5. Russlands Bereitschaft zu Verhandlungen ohne Vorbedingungen kann daher nur mit Waffen, Munition und durch starken ukrainischen Widerstand erreicht werden. Anders geht es leider nicht. Dabei muss es die Ukraine natürlich versuchen, so viele in Besatzung lebende Menschen zu befreien wie es nur geht. Denn übermorgen, wenn nicht schon morgen oder gar heute, werden diese Menschen in die russische Armee eingezogen und auf Ukrainer schießen. Das ist viel wichtiger als bloße Territorien. Jedenfalls wird es womöglich Jahre dauern, bis Moskau jegliche wirkliche Bereitschaft zeigt. Das ist die bittere Realität. Deswegen muss man Russland gemeinsam und entschieden die Grenzen aufzeigen: Hier geht es nicht weiter - und es wird auch nicht weitergehen. 6. Die ukrainische Friedensformel muss richtig verstanden werden statt diese pauschal als unrealistisch abzustempeln und sie auszulachen. Zum einen basiert sie doch auf dem Völkerrecht - und es ist bei weitem nicht nur die Ukraine daran interessiert, dass dieses schwächlende Instrument nicht komplett ausstirbt. Zum anderen aber, und das hängt damit zusammen: Die Leute in der hiesigen Regierung sind sowieso wirklich nicht so dumm, um daran zu glauben, dass Russland diesen faktischen Kapitulationsbedingungen jemals zustimmt. Zumal fast die Hälfte der Punkte der Friedensformel eher mit der Architektur der globalen Sicherheit für die Zukunft zu tun haben als mit dem konkreten Krieg.

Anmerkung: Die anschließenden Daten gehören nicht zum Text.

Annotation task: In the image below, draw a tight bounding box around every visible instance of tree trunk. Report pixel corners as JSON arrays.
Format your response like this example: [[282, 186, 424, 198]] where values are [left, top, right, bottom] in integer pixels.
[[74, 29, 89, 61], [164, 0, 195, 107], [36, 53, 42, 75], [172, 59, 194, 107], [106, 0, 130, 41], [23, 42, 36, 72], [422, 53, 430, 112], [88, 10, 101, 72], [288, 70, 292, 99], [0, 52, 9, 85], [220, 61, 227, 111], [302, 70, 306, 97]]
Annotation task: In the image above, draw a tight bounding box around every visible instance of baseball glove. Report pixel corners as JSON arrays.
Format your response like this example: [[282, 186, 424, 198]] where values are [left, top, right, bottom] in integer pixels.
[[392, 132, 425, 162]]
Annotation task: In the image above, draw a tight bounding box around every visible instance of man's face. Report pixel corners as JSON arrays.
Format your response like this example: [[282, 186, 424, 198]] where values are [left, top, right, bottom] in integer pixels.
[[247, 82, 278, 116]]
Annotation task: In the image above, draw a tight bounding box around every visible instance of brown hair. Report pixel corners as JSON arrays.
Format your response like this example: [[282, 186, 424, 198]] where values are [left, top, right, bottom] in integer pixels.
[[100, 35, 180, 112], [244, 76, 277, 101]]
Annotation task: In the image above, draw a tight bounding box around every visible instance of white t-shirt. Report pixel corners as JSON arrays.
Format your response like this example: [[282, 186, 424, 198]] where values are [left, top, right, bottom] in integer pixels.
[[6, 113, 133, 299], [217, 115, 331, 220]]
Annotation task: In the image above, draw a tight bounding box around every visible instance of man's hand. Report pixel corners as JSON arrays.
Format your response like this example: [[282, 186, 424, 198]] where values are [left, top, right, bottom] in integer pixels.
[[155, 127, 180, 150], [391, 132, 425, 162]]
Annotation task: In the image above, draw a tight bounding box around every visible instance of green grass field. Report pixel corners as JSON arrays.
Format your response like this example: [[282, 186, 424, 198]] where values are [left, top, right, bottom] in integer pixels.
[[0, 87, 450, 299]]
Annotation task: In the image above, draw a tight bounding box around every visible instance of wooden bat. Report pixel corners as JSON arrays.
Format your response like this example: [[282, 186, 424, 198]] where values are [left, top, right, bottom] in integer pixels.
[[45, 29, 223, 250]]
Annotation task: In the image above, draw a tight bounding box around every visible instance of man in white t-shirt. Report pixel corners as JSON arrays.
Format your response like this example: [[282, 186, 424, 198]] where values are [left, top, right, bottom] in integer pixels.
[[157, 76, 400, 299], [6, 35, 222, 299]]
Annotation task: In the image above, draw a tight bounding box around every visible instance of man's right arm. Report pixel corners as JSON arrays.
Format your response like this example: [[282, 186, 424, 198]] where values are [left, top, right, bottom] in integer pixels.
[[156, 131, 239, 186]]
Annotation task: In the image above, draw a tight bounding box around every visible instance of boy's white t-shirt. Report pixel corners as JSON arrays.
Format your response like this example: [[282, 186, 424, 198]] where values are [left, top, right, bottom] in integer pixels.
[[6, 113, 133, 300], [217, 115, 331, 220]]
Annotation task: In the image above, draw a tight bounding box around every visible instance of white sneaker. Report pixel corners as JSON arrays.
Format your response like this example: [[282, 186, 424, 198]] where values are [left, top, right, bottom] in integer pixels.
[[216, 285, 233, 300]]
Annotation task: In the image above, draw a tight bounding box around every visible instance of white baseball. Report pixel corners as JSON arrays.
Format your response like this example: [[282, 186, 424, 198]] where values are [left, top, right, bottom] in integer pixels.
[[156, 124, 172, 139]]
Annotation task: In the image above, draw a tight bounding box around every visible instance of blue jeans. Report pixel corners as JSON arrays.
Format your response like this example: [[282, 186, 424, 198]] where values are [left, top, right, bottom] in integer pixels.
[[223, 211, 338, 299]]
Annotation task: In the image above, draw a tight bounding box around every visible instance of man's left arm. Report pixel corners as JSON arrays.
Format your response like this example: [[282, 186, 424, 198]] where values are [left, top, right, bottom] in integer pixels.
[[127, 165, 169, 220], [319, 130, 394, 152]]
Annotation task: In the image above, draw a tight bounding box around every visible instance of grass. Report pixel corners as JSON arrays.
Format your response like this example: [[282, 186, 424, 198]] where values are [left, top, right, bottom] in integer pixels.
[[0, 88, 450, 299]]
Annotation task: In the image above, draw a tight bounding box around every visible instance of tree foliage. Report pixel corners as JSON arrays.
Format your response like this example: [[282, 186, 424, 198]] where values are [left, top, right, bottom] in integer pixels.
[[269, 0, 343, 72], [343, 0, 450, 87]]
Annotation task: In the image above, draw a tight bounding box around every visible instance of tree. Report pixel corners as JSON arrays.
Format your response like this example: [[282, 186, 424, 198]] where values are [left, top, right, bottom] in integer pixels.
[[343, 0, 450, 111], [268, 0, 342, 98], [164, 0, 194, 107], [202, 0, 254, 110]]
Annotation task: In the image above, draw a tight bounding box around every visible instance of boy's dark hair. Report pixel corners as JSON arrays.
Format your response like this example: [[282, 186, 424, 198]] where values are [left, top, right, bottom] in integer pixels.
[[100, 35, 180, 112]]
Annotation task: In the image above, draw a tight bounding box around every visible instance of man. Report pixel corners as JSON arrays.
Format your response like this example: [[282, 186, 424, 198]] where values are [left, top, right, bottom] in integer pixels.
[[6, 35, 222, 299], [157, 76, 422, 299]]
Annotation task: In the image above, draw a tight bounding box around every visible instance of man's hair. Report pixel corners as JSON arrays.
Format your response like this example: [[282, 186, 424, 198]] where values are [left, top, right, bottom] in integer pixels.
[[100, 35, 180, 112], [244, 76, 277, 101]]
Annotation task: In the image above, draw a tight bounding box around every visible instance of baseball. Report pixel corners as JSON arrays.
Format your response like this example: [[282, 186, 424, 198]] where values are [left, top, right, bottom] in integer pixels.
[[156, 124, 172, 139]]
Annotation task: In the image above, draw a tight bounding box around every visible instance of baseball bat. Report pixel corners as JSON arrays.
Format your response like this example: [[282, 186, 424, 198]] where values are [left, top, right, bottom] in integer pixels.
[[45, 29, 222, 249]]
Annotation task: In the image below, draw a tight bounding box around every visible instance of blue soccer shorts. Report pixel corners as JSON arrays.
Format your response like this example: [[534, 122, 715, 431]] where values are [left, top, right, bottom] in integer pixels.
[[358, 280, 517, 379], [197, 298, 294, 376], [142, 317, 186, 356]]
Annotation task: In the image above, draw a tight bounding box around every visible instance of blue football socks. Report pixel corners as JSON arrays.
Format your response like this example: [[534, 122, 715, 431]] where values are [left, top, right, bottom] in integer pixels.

7. Deswegen gilt: Die Friedensformel ist eher keine Verhandlungsposition für Gespräche mit Russland, sondern das strategische Ziel, welches unter Umständen auch über die aktuellen Kampfhandlungen hinaus erreicht werden kann - in wie vielen Jahren auch immer. Doch es ist, wie gesagt, bei weitem nicht für die Ukraine enorm wichtig, dass es dieses strategische und absolut gerechte Ziel in derart klarer Form gibt. Die Wichtigkeit der Einhaltung des Völkerrechts geht deutlich über Kyjiw hinaus. Es ist auch absolut richtig, dass die Ukraine mit der Friedensformel hier die internationale Erzählung dominiert - und nicht irgendeine Scheininitative von draußen.
8. Der Entschluss des ukrainischen Sicherheitsrates vom Ende September 2022, der die Unmöglichkeit der Verhandlungen mit Wladimir Putin als Reaktion auf die Aufnahme von vier weiteren ukrainischen Gebieten in die russische Verfassung konstatiert (so ist es richtig und nicht "die Ukraine hat Verhandlungen mit Russland verboten"), ist in der Praxis recht egal. Es werden ohnehin nicht Selenskyj und Putin sein, die den Waffenstillstand irgendwann unterschreiben könnten. Es werden vielmehr politische Berater oder Generäle sein. Und es kann sogar so sein, dass letztlich nichts unterschrieben wird und eine waffenstillstandsähnliche Situation natürlicherweise entsteht.
9. Diplomatie ist wichtig - und alleine die Vereinbarung eines Waffenstillstandes wird an sich eine komplizierte Aufgabe sein. Wer wird diesen denn kontrollieren ist nur eine offensichtliche schwierige Frage von vielen. Ich bleibe aber dabei, dass das ganze Verhandlungsthema im Kern deutlich überschätzt wird. Denn: Die Ukraine wird nichts als russisch anerkennen, Russland wird nichts freiwillig abgeben. Der Raum für eine grundsätzliche Einigung ist einfach nicht da und wird wohl auch in ein paar Jahren nicht da sein.